You mean, applying it to something important but uncontroversial like global warming? ;-)
I find it hard to think of an issue that’s both important enough to think about and well-known enough to discuss that won’t be controversial. (I wouldn’t class AI risk as well-known enough to be controversial except locally—it’s all but unknown in general, except on a Hollywood level.)
None at all? I thought one of the first steps to rationality in corrupt human hardware was the realisation “I am a stupid evolved ape and do all this stuff too.” Humans are made of cognitive biases, the whole list. And it’s a commonplace that everyone sees cognitive biases in other people but not themselves until they get this idea.
(You are way, way smarter than me, but I still don’t find a claim of freedom from the standard cognitive bias list credible.)
It strikes me as particularly important when building long inductive chains on topics that aren’t of mathematical rigour to explicitly and seriously run the cognitive biases check at each step, not just as a tick-box item at the start. That’s the message that box with the wide arrow sends me.
My point was that when introducing a new idea, the initial examples ought to be optimized to clearly illustrate the idea, not for “important to discuss”.
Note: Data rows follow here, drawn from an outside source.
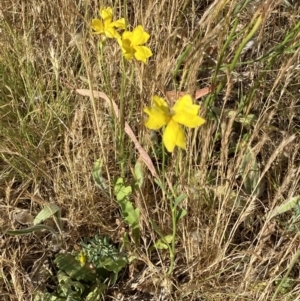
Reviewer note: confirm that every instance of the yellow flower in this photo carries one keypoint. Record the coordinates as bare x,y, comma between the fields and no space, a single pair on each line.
183,112
82,258
105,26
132,44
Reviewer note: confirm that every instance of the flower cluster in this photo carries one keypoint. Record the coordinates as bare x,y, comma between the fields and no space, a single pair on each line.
184,112
131,42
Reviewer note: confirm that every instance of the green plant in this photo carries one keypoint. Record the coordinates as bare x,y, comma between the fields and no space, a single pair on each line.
86,274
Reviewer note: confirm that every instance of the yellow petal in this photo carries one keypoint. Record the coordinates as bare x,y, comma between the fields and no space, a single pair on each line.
97,26
188,120
139,36
106,14
142,53
128,51
157,118
173,136
119,23
110,32
185,103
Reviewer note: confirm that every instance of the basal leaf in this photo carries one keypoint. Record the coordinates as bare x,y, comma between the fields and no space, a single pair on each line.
48,211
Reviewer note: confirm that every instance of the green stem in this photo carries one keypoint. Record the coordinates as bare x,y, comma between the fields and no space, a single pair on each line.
122,118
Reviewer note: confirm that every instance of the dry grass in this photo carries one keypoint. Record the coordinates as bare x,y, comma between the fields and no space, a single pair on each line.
227,247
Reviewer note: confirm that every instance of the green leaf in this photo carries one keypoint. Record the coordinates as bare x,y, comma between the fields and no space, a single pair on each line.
72,267
287,206
131,215
181,213
163,243
179,199
113,264
96,293
97,175
49,210
121,191
139,173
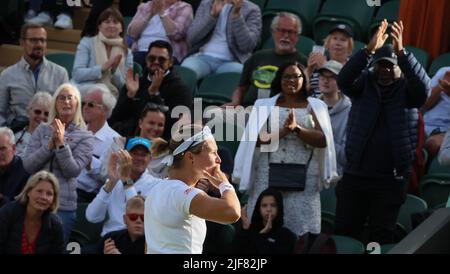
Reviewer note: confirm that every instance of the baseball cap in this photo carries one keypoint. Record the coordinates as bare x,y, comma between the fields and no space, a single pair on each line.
342,27
385,53
333,66
138,141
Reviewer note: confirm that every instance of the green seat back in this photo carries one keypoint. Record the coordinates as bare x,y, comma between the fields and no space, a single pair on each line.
388,10
435,192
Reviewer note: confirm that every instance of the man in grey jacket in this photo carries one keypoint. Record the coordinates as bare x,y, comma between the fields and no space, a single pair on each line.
339,106
223,35
33,73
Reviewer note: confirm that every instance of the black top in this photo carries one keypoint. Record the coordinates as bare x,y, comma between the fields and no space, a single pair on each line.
124,243
50,238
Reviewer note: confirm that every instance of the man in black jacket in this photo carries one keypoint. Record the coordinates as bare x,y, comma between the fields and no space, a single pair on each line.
159,84
381,134
13,176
I guess you could take my statement as an invitation to tell me the biases that I’m overlooking. :) See also this explicit open invitation.
On the assumption that you’re a human, I don’t feel the burden of proof is on me to demonstrate that you are cognitively similar to humans in general.
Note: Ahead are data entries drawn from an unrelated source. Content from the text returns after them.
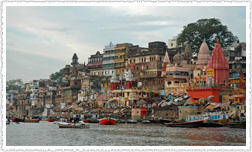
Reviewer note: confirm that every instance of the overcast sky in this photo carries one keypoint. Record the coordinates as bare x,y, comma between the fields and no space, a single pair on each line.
42,40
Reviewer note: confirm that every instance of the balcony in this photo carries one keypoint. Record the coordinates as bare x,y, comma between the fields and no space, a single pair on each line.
119,54
119,60
150,74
Good point, I should at least explain why I don’t think the particular biases Dmytry listed apply to me (or at least probably applies to a much lesser extent than his “intended audience”).
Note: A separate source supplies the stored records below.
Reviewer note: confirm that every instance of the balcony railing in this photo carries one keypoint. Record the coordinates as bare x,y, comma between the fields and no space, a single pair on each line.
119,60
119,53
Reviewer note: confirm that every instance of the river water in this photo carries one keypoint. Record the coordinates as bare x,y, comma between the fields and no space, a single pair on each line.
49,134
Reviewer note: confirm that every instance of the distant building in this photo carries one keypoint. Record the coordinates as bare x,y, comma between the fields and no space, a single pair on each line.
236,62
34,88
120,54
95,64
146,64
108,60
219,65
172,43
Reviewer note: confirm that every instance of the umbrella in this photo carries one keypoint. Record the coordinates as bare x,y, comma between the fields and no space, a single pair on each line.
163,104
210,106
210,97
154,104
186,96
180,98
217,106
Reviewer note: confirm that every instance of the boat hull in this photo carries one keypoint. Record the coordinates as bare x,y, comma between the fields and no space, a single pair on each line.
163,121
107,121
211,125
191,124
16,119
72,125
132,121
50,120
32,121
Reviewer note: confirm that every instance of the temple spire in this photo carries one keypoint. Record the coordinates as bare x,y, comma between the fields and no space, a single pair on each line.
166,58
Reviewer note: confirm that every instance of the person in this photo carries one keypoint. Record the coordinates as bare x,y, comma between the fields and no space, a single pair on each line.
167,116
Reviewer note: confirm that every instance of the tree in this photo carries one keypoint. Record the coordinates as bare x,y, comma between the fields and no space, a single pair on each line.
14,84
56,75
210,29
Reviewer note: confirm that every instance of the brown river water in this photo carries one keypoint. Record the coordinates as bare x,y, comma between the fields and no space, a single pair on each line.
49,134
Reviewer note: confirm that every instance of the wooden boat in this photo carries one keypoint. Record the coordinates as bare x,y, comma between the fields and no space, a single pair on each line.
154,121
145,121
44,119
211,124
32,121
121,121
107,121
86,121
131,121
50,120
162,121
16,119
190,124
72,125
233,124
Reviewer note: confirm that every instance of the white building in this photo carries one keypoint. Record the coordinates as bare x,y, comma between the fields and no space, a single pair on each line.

Innate fears—Explained here why I’m not too afraid about AI risks.
Political orientation—Used to be libertarian, now not very political. Don’t see how either would bias me on AI risks.
Religion—Never had one since my parents are atheists.
Deeply repressed religious beliefs—See above.
Xenophobia—I don’t detect much xenophobia in myself when I think about AIs. (Is there a better test for this?)
Fiction—Not disclaiming this one
Wishful thinking—This would only bias me against thinking AI risks are high, no?
Sunk cost fallacy—I guess I have some sunken costs here (time spent thinking about Singularity strategies) but it seems minimal and only happened after I already started worrying about UFAI.
I don’t think you are biased. It got sort of a taboo to claim that one is less biased than other people within rationality circles. I doubt many people on Less Wrong are easily prone to most of the usual biases. I think it would be more important to examine possible new kinds of artificial biases like stating “politics is the mind killer” as if it was some sort of incantation or confirmation that one is part of the rationality community, to name a negligible example.
A more realistic bias when it comes to AI risks would be the question how much of your worries are socially influenced versus the result of personal insight, real worries about your future and true feelings of moral obligation. In other words, how much of it is based on the basic idea that “if you are a true rationalist you have to worry about risks from AI” versus “it is rational to worry about risks from AI” (Note: I am not trying to claim anything here. Just trying to improve Dmytry’s list of biases).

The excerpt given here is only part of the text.